Dans le cas de Gaza, une fois admis le droit d'Israël de riposter, l'inégalité des forces est écrasante. Et la disproportion du nombre des victimes est choquante. Près de 900 Palestiniens morts, selon les services de santé de Gaza, dont 275 enfants; et une dizaine d'Israéliens, essentiellement des soldats. Cela commence à faire pas mal de victimes collatérales.

L'armée israélienne a envoyé une bombe tout près d'une école de Gaza gérée par l'ONU, faisant plus de 40 morts, dont plusieurs enfants. À plusieurs occasions, des civils ont été atteints par les bombardements.

On ajoute à cela qu'un million et demi d'êtres humains, sur cette bande de territoire grande comme les deux tiers de l'île de Montréal, vivent à peu près sans électricité, sans eau potable dans plusieurs endroits, sans pain maintenant, et qu'ils manquent de tout à cause du blocus.

En voyant qu'on appelle des réservistes de l'armée israélienne et qu'on prépare apparemment une troisième vague d'attaques, on ne peut qu'être profondément inquiet, pour tout de suite et pour l'avenir.

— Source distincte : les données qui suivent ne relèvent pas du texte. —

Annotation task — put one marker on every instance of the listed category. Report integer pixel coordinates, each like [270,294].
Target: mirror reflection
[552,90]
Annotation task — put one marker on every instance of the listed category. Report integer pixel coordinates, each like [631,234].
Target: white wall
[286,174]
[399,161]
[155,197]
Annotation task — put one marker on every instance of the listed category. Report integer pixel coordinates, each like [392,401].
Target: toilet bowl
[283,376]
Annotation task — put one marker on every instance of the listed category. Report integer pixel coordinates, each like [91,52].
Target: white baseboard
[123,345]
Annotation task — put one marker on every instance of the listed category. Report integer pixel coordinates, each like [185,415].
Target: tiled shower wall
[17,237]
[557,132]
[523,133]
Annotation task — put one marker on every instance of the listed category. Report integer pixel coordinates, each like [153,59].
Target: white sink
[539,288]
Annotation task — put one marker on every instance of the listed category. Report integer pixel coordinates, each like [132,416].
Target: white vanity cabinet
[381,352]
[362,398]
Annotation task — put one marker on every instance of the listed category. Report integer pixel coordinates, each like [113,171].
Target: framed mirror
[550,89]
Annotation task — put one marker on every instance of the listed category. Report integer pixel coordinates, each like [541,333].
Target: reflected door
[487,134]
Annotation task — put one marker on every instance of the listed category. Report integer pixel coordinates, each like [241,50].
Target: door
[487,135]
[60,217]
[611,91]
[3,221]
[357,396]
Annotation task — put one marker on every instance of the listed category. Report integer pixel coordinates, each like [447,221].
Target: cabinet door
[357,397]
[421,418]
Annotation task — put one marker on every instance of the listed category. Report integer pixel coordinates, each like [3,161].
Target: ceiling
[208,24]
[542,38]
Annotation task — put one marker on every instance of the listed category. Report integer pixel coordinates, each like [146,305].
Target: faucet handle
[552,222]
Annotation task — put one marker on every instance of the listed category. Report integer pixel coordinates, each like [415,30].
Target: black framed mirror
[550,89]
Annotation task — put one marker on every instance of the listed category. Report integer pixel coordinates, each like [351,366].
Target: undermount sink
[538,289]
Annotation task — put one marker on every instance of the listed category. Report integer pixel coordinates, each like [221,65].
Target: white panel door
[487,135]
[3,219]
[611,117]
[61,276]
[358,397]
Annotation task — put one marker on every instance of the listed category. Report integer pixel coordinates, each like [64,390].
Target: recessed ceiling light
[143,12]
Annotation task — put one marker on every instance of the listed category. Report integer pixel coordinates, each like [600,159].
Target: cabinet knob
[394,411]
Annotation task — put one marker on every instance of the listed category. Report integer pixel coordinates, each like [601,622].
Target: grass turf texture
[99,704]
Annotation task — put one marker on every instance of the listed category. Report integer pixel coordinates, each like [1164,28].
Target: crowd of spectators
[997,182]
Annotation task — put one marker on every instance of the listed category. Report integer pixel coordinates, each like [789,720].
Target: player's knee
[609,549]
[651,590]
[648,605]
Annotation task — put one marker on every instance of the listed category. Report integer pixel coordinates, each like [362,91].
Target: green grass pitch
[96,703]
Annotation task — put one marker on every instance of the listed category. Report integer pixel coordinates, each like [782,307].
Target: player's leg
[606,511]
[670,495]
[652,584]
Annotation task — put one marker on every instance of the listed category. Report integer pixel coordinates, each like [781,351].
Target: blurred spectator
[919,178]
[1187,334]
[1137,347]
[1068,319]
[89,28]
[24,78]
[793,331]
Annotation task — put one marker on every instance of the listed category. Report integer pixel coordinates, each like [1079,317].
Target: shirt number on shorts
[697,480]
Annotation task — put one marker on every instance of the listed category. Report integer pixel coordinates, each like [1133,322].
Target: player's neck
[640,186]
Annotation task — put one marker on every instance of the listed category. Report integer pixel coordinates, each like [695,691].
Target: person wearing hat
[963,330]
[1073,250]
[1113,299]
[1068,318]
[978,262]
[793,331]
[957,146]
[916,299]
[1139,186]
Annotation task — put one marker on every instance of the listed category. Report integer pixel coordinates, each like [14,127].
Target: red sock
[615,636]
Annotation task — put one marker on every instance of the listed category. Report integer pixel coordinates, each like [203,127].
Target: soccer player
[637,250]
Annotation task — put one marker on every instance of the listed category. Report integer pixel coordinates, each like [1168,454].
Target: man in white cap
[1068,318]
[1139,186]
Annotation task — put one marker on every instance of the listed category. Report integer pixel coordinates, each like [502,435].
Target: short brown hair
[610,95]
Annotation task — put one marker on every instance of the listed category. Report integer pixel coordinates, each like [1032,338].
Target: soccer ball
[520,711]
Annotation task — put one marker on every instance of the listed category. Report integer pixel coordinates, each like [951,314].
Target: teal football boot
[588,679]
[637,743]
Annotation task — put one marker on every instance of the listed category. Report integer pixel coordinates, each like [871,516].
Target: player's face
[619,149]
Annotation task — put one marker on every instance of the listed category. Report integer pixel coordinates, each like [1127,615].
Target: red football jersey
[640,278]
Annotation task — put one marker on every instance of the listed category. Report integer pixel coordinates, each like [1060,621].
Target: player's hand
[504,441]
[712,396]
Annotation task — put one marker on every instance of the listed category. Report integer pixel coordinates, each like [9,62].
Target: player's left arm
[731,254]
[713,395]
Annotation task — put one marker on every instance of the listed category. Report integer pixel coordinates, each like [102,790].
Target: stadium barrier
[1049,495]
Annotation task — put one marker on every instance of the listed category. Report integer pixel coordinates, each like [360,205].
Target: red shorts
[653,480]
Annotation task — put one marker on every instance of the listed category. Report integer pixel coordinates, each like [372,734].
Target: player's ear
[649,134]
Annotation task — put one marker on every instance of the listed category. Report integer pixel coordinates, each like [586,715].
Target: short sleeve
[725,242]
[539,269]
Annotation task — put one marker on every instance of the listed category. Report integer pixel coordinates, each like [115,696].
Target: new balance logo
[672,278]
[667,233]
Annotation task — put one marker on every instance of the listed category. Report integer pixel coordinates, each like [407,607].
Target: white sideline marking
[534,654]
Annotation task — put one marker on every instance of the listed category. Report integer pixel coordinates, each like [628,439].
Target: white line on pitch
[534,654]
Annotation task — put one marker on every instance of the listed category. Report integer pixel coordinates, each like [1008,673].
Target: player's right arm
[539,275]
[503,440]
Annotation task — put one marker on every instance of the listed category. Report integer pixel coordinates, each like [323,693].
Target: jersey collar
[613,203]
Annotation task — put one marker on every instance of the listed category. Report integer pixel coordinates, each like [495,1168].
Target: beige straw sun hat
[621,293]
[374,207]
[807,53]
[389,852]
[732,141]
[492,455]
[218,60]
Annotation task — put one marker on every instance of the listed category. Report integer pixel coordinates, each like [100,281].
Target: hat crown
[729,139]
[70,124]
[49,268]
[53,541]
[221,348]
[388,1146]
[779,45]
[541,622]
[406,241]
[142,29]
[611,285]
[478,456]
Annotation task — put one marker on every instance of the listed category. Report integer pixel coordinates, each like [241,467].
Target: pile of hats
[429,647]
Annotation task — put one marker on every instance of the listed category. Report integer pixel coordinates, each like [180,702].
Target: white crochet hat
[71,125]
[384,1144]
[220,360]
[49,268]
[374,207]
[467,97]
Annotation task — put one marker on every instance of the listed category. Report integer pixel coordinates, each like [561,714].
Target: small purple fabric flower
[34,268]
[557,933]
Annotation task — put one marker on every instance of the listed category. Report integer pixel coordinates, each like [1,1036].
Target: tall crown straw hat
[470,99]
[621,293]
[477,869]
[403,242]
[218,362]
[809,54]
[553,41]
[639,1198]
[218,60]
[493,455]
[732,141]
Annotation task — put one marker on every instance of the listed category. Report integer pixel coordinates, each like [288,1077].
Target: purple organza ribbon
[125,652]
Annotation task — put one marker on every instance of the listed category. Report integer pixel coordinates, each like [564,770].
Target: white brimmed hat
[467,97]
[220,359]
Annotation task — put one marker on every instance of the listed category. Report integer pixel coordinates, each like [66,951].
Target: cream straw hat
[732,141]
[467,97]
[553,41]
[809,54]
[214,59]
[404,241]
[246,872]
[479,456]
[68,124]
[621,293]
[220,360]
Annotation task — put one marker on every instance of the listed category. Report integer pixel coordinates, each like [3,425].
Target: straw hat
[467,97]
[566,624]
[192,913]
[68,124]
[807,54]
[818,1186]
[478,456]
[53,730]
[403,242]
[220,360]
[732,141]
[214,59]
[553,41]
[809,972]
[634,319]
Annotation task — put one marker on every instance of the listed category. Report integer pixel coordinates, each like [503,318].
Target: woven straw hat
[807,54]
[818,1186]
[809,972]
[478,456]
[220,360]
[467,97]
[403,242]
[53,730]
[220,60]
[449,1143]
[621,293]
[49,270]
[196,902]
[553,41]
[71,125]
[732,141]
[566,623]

On est en train de fabriquer plus de haine et, sans doute, de futurs lanceurs de roquettes, de futures bombes humaines. Mais, tout aussi vrai, la paix demeurera inatteignable tant que le Hamas persistera dans cette voie suicidaire.

Tant qu'à manifester pour la paix, me semble qu'il faudrait au moins le dire.

1. Guerres justes et injustes, réédité en 2006, Folio.